I just finished reading "Mindset: The new Psychology of Success" by Carol S. Dweck, Ph.D. The concept seemed simple. Some people have "fixed mindsets". They believe that we are what we are. We are as intelligent, artistic, athletic, moral and competent as we are, and we need to spend our lives proving it to the world. Each time that we fail to prove it, well, we are "failures". Other people have "growth mindsets". You start with basic assets and through effort, you improve on them. It is the trip, not the destination that matters. These people even have different brain waves in studies. People with a growth mindset thrive on challenge. Those with a fixed mindset run from challenge because it presents a risk of failure. Fixed mindsets opt for success over growth or improvement.

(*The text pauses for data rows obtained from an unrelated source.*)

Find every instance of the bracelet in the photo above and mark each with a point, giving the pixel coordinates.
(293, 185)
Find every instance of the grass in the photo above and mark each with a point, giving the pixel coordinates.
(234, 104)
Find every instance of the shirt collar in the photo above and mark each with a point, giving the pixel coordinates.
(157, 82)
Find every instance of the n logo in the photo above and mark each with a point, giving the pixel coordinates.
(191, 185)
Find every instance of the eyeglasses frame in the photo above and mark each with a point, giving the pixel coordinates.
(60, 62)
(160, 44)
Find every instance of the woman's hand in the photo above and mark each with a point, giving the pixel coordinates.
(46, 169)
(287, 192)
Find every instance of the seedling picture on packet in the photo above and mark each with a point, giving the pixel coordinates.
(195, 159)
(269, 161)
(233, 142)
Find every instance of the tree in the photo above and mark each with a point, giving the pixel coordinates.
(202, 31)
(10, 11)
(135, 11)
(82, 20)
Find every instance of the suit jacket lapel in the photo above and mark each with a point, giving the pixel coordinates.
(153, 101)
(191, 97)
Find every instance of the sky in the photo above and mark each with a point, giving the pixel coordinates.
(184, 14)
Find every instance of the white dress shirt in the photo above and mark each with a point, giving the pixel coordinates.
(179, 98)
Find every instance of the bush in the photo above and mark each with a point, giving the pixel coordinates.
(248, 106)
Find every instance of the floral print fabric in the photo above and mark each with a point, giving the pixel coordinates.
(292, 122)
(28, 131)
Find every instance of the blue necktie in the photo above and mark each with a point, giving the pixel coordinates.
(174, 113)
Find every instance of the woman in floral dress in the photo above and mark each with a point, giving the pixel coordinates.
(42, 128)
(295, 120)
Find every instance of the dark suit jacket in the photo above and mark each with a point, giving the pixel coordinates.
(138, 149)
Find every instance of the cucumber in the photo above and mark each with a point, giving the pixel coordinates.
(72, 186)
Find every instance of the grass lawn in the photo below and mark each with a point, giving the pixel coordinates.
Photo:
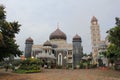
(62, 74)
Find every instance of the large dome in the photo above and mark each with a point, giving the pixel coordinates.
(57, 34)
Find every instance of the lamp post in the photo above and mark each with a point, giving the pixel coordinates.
(65, 61)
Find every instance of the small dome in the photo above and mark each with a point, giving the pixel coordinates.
(57, 34)
(94, 19)
(76, 38)
(29, 39)
(47, 43)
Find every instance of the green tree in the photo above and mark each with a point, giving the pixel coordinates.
(114, 39)
(8, 30)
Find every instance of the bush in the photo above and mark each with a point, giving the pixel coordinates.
(59, 67)
(30, 66)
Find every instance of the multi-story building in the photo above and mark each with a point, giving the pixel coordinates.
(56, 50)
(95, 36)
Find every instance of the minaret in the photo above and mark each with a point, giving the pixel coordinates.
(28, 47)
(95, 36)
(77, 50)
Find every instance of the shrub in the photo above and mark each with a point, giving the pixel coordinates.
(29, 66)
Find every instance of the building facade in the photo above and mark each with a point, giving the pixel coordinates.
(95, 37)
(57, 51)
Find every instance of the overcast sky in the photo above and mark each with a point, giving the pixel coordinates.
(40, 17)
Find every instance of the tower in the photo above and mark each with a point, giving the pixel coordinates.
(28, 47)
(95, 36)
(77, 50)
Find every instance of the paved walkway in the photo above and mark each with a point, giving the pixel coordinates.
(62, 74)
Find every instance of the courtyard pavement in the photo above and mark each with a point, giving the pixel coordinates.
(63, 74)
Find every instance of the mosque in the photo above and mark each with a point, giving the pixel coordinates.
(56, 50)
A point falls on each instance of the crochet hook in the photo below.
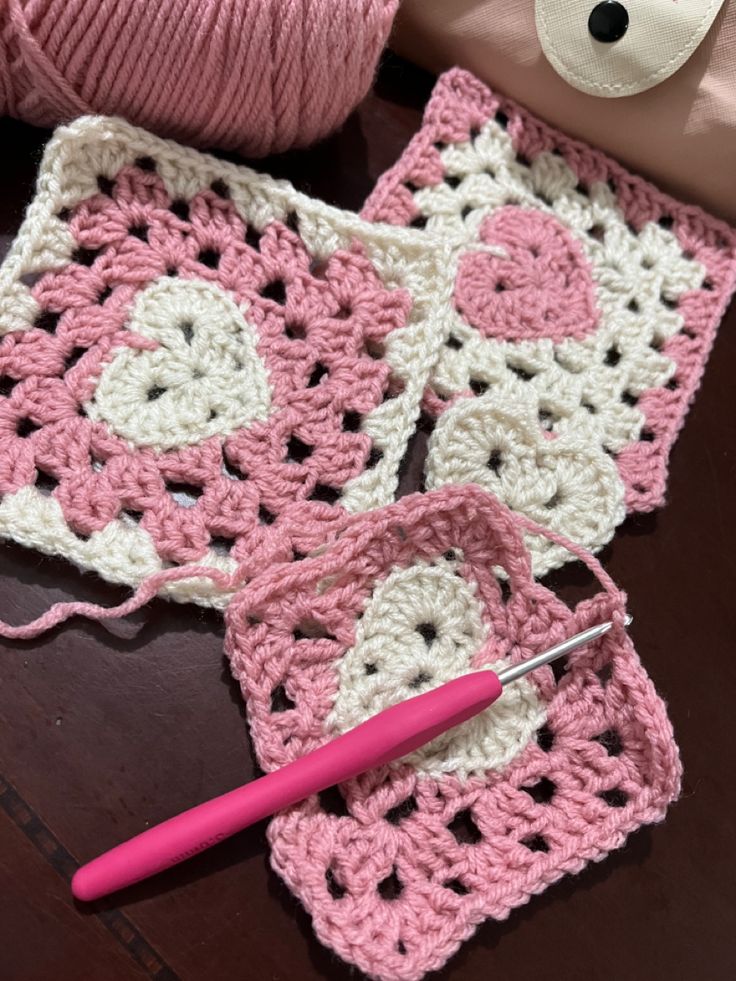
(389, 735)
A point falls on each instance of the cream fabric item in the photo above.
(660, 38)
(681, 133)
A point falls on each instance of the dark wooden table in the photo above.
(106, 729)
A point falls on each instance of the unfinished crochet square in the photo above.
(585, 303)
(400, 865)
(199, 364)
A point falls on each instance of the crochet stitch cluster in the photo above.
(398, 866)
(585, 305)
(200, 367)
(199, 364)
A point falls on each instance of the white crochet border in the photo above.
(123, 552)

Teachers and parents can create fixed mindsets by telling kids that they are smart, athletic, etc. That things come naturally to them. So then, if and when they do not, the kids are failures. It is better to praise effort than aptitude. They can always try, but they can't always win. And rarely can they be flawless which is what the fixed mindset requires.
Relationships can suffer from a fixed mindset when one "friend" uses you as a vehicle to confirm their worth (e.g. the jokes at your expenses).
Fixed mindsets cause failed marriages when one or both parties expect instant communication and compatibility-without effort. After all, isn't that what true love is?
In break-ups, the one thought with fixed mindsets is revenge because they have been judged to be a failure, so the beloved now has become the enemy. They have to defend themselves by attacking someone else. They cannot tolerate the thought that they may be at fault.
The same happens with parents. If your parents didn't love you enough, were they bad parents or were you unlovable or bad?
The bottom line is that you have to recognize that your beliefs are holding you back, and that only you can change them. It's hard to do when you realize that your entire way of thinking and everything that your parents told you was wrong!